Looks like Larrabee would need like at least 24 times the number of threads per core to be able to hide texture cache misses?
If a Larrabee core has one thread (lets's call it fragment thread C) stalled due to a pending texture request (bilinearly filtered texture result) then while C is stalled, fragment threads A, B and D can run their bilinear texture filter program.
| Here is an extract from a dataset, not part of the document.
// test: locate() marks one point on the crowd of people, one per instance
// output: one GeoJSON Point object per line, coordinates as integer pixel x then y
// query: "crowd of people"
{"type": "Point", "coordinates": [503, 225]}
Since the bilinear program takes a whole
pile of instructions to produce a single texture result, Larrabee will happily fill in C's stall time with work for A, B and D.
Not all "programs" in a graphics system have the same "effective latency". Since there's a wide variety of latencies available in the mix of these programs, Larrabee should be able to find a set of threads, somewhere, that can hide the latency of a single "ALU instruction" - which is the worst-case scenario for a contemporary GPU. So you have a rasteriser program (1 thread, somewhere?), a vertex fetcher program (4 threads?), a Z-cull/Z-test program (8 threads?), a blend program (4 threads?), an MSAA program (8 threads?), a shader-ALU program (64 threads?), a texturing program (16 threads?) etc. and spread them round Larrabee as loading demands, presumably moving threads amongst cores to suit the workload of all the cores, jointly.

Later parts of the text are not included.